David Ice’s been saying it for years, now Elon Musk and his mates think so too. Our lives are a simulation…….
Simulation Hypothesis: Living In The Matrix? Tech Billionaires Funding Research To Get Out
Tech billionaires’ latest obsession — outside of suing websites into oblivion and attending odd, expensive festivals in the desert — is apparently one that gripped the country in 1999. The bad news: We’re all just living in the Matrix. The good news: According to a New Yorker story this week, a couple of tech billionaires are secretly funding research to break us out. (One can only assume Keanu Reeves is onboard the project as a consultant.)

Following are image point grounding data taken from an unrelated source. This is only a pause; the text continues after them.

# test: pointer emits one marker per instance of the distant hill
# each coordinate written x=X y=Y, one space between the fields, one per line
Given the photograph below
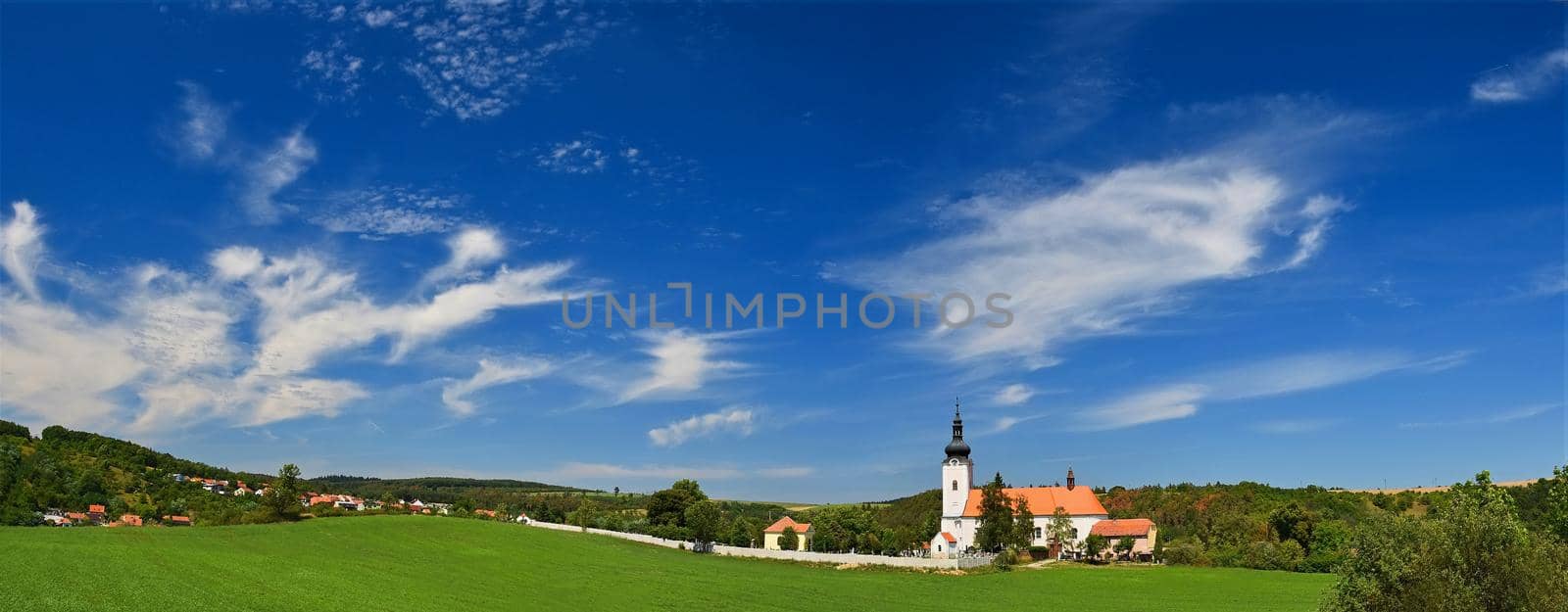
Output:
x=70 y=470
x=438 y=489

Jokes aside, the idea is called the simulation hypothesis and it’s growing in popularity with the Silicon Valley nouveau-riche, as well as in idiosyncratic corners of Reddit. The New Yorker piece by Tad Friend was centered on Sam Altman, CEO of the “startup accelerator” Y Combinator, but took a detour into Matrix territory.
Wrote Friend: “Many people in Silicon Valley have become obsessed with the simulation hypothesis, the argument that what we experience as reality is in fact fabricated in a computer; two tech billionaires have gone so far as to secretly engage scientists to work on breaking us out of the simulation.”

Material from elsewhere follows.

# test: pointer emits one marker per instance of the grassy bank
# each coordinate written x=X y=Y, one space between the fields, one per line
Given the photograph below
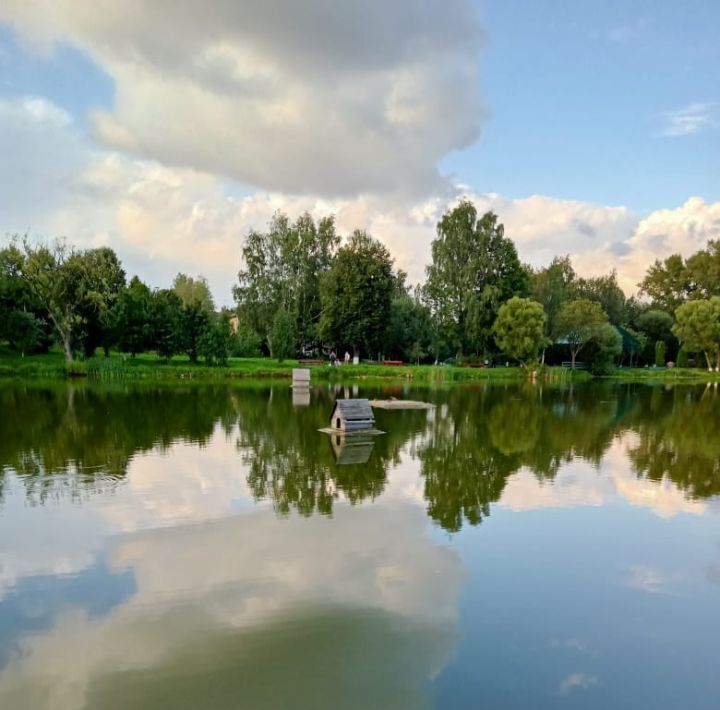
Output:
x=148 y=367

The two billionaires from the New Yorker profile are left unnamed, but there is one tech billionaire who has publicly addressed the theory — SpaceX/Tesla CEO, and real life Tony Stark, Elon Musk. In fact, he thinks it’s highly unlikely we’re not in some form of simulation.
“There’s a one in billions chance we’re in base reality,” Musk said at the Recode Code Conference in June.

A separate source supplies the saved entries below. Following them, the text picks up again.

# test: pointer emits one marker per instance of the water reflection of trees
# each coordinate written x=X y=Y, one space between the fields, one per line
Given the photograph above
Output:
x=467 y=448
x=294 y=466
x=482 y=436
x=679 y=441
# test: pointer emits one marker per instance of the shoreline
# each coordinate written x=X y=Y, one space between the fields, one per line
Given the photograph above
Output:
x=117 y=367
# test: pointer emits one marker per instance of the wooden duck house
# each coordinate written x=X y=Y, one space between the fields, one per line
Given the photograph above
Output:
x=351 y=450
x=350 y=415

“The strongest argument for us being in a simulation, probably being in a simulation is the following: 40 years ago, we had pong, two rectangles and a dot,” Musk added. “That is what games were. Now 40 years later we have photorealistic 3D simulations with millions of people playing simultaneously and it’s getting better every year. And soon we’ll have virtual reality, augmented reality, if you assume any rate of improvement at all, the games will become indistinguishable from reality.”